Count Your Blessings (1959)

Cast
Rossano Brazzi
Maurice Chevalier
Steven Geray
Lumsden Hare
Martin Helmore
Deborah Kerr
Patricia Medina
Kim Parker
Ronald Squire
Martin Stephens
Mona Washbourne

Director
Jean Negulesco

Story
Nancy Mitford (novel)
Karl Tunberg

Director of Photography
George J. Folsey
Milton R. Krasner

Composer
Franz Waxman

Costumes
Helen Rose

Editor
Harold F. Kress

Production
Karl Tunberg in association with Metro-Goldwyn Mayer (MGM)

Background
"On paper, Nancy Mitford's The Blessing must have seemed an ideal subject. The title was changed to Count Your Blessings, lest people associate it with Kerr's nun image, and, as the movie was to be shot in Paris, who better to co-star than Maurice Chevalier, along with Italy's current heart-throb, Rossano Brazzi? Not French? Well - at least Continental, and director Jean Negulesco could be counted on to disguise the difference.

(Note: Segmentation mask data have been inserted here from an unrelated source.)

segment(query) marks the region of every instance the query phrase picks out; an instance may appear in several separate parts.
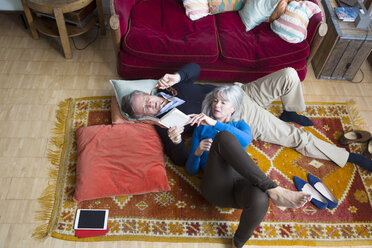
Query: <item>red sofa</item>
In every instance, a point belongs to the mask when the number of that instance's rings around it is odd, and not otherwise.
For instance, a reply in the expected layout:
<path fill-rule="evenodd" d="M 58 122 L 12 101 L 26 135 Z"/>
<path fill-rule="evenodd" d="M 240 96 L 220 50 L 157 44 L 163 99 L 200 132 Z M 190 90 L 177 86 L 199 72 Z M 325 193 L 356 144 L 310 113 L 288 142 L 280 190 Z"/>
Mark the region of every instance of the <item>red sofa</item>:
<path fill-rule="evenodd" d="M 326 32 L 322 14 L 316 14 L 307 39 L 291 44 L 267 22 L 246 32 L 236 11 L 191 21 L 182 0 L 111 0 L 111 12 L 117 70 L 124 79 L 160 78 L 195 62 L 201 80 L 250 82 L 285 67 L 304 80 Z"/>

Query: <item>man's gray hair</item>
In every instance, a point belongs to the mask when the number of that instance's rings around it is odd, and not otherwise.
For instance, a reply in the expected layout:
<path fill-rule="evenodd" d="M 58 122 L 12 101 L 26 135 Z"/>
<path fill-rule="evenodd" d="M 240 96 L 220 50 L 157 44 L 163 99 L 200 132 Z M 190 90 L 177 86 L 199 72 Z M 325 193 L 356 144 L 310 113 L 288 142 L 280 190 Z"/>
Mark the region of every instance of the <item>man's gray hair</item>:
<path fill-rule="evenodd" d="M 232 103 L 235 111 L 231 115 L 230 121 L 239 121 L 241 119 L 241 106 L 243 103 L 244 91 L 240 86 L 220 86 L 215 88 L 212 92 L 208 93 L 202 103 L 202 113 L 214 118 L 212 113 L 213 99 L 221 95 L 223 99 Z"/>
<path fill-rule="evenodd" d="M 140 116 L 140 115 L 136 114 L 136 112 L 134 112 L 133 97 L 135 95 L 146 95 L 146 93 L 143 92 L 143 91 L 140 91 L 140 90 L 132 91 L 132 93 L 122 97 L 120 107 L 121 107 L 121 110 L 124 111 L 125 113 L 127 113 L 130 118 L 138 119 L 138 118 L 141 118 L 143 116 Z"/>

With beautiful Metrocolor - sometimes a most unflattering process - photography by experts like Milton Krasner and George Folsey, and the wit of Nancy Mitford, how could it miss? But it did. As Deborah said: "A charming, funny, amusing book - somewhat castrated, because some of the funniest stuff, her beautifully observed sketches of American people in Paris, in government circles, was omitted from the script, because they didn't want to offend the Americans - became just a charming travelogue. I had a lovely location in Paris and beautiful clothes, and Chevalier took me to visit his home, where everything, even the ashtrays, were in the shape of a straw hat - the ultimate example of an artist being true to his image for ever and ever.

Rossano Brazzi is a dear man who exudes charm, though he was too Italian really to suggest a French aristocrat."

Writer John Douglas Eames summed it up: 'Maurice Chevalier and Deborah Kerr were sparkling players in need of something sparkling to play.' Producer Karl Tunberg was responsible for the screenplay, which dealt with the whirlwind wartime romance of Grace Allingham (Kerr) and Captain Charles-Edouard de Valhubert (Brazzi), and how it takes her nine years to discover his essential promiscuity, on their delayed honeymoon, by which time they have a seven-year-old son, Sigismund (Martin Stephens). Chevalier, as their worldly friend, the Duc de St Cloud, was one of the film's positive assets, along with the character of Grace, so deftly sketched by the star, whose cool detachment, with its underlying sense of real affection, was just right. She had fine support from Ronald Squire as her father, Sir Edward, and Patricia Medina, exquisite to look at, as an old flame of Edouard's, who needs minimal fanning to make her bum brightly again in his life, plus the inestimable Mona Washbourne as a nanny. This wound up Deborah's three-picture deal with MGM."

Deborah Kerr, by Eric Braun, © St. Martin's Press, New York, 1978.

Synopsis/Review
Unavailable at this time.

Notes
Jean Negulesco worked with Rossano on Three Coins in The Fountain and A Certain Smile.
Milton R. Krasner also worked on Three Coins in The Fountain.